Newsportal USENET - Re: OT: Re: Sieve of Erastosthenes optimized to the max

Vir Campestris <vir.campestris@invalid.invalid> writes:

I'm going to come back to this slightly earlier version, and add
comments inline.

Okay good deal. I'm taking out some parts that look like they
are no longer relevant.

On 10/08/2024 15:07, Tim Rentsch wrote:
>
Vir Campestris <vir.campestris@invalid.invalid> writes:
>
On 20/07/2024 15:41, Tim Rentsch wrote:
>
Vir Campestris <vir.campestris@invalid.invalid> writes:
>
On 02/07/2024 07:20, Tim Rentsch wrote:
>
[...]
>
Both divide and mod can be simplified if we use a different
representation for numbers. The idea is to separate the
number into a mod 30 part and divided by 30 part. An
arbitrary number N can be split into an ordered pair
>
   N/30 , N%30
>
stored in, let's say, an 8 byte quantity with seven bytes
for N/30 and one byte for N%30. Let me call these two
parts i and a for one number N, and j and b for a second
number M. Then two form N*M we need to find
>
   (i*30+a) * (j*30+b)
>
which is
>
   (i*30*j*30) + (i*30*b) + (j*30*a) + a*b
>
Of course we want to take the product and express it in
the form (product/30, product%30), which can be done by
>
   30*i*j + i*b + j*a + (a*b)/30,   (a*b)%30
>
The two numbers a and b are both under 30, so a*b/30 and
a*b%30 can be done by lookup in a small array.
>
   30*i*j + i*b + j*a + divide_30[a][b],   modulo_30[a][b]
>
Now all operations can be done using just multiplies and
table lookups.
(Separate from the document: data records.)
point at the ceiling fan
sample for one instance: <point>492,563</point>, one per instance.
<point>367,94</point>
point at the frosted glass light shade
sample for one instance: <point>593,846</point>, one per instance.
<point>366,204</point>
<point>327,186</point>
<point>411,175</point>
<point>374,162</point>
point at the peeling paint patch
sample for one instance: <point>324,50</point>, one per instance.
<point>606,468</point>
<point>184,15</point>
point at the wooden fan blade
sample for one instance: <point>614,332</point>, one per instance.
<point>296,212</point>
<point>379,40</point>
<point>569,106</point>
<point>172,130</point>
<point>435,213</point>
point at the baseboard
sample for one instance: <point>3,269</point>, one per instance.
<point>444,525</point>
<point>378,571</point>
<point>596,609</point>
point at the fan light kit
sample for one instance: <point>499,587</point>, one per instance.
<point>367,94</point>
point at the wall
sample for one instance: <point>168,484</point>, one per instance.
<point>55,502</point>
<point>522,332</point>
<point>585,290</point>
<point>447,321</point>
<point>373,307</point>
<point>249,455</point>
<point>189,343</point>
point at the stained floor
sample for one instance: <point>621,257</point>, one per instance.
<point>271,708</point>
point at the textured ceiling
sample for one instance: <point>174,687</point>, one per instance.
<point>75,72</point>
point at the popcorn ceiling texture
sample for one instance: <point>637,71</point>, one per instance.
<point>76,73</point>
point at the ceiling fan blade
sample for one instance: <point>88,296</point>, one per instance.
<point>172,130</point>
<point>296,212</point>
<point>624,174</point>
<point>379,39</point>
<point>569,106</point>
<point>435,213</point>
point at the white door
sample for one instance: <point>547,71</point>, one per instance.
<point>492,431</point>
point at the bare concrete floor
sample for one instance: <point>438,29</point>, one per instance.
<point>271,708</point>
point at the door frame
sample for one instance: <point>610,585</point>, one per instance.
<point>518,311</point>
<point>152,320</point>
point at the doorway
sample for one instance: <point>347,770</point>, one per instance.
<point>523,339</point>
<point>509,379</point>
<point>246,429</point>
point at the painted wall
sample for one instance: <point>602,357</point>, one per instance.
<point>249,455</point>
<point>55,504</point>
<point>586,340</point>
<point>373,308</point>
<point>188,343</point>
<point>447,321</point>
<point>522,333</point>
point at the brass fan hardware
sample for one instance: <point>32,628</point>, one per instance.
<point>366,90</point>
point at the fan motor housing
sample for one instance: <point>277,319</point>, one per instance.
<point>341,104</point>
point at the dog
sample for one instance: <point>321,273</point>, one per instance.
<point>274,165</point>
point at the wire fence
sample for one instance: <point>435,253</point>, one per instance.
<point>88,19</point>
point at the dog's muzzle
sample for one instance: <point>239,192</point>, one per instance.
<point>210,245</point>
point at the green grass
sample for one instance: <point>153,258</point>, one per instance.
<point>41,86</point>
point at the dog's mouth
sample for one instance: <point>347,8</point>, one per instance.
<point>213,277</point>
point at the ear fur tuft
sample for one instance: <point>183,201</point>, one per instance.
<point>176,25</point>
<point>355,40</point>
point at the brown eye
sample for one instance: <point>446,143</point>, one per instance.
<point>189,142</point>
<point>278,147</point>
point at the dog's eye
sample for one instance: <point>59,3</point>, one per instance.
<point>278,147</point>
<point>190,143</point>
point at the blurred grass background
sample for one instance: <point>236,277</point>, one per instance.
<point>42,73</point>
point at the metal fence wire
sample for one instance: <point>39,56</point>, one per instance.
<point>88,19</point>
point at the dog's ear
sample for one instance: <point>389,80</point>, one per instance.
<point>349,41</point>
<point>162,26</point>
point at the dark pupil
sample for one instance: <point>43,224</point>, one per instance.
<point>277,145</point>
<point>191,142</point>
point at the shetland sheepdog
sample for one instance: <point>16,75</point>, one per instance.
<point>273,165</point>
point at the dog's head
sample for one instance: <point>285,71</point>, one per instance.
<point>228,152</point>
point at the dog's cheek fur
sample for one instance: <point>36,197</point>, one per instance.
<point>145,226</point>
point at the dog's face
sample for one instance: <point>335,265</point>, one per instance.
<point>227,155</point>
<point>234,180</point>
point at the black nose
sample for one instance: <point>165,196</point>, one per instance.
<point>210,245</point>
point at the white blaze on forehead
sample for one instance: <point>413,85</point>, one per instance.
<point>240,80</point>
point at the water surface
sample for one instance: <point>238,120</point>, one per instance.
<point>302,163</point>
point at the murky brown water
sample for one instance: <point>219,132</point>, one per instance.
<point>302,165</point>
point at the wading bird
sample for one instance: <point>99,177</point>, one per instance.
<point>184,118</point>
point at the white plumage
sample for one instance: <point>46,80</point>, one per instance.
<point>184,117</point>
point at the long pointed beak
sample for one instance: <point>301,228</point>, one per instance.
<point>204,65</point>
Dividing by 30 is just taking the first
component; remainder 30 is just taking the second component.
>
One further refinement: for numbers relatively prime to 2,
3, and 5, there are only 8 possibles, so the modulo 30
component can be reduced to just three bits. That makes the
tables smaller, at a cost of needing a table lookup to find
and 'a' or 'b' part.
>
Does this all make sense?
>
Yes, it does. It's not a direction I was thinking of at all,
although I too had table lookups in mind.
>
What I had considered is an extrapolation from my original code.
>
I read the comments below in conjunction with getting a better
understanding of your original code, which is part of what took
me so long before responding. Before I get to the stuff below
(which I think I will save for a second reply), here is some code
expanding on what I said above. It should compile cleanly as is.
However, its purpose is to illustrate what I said above.
>
   typedef unsigned long NN, Index, Count, Mask;
   typedef unsigned char Byte;
>
I've been using uint64_t, not unsigned long. When I started C
unsigned long was 32 bits; I'm never quite sure what you'll get.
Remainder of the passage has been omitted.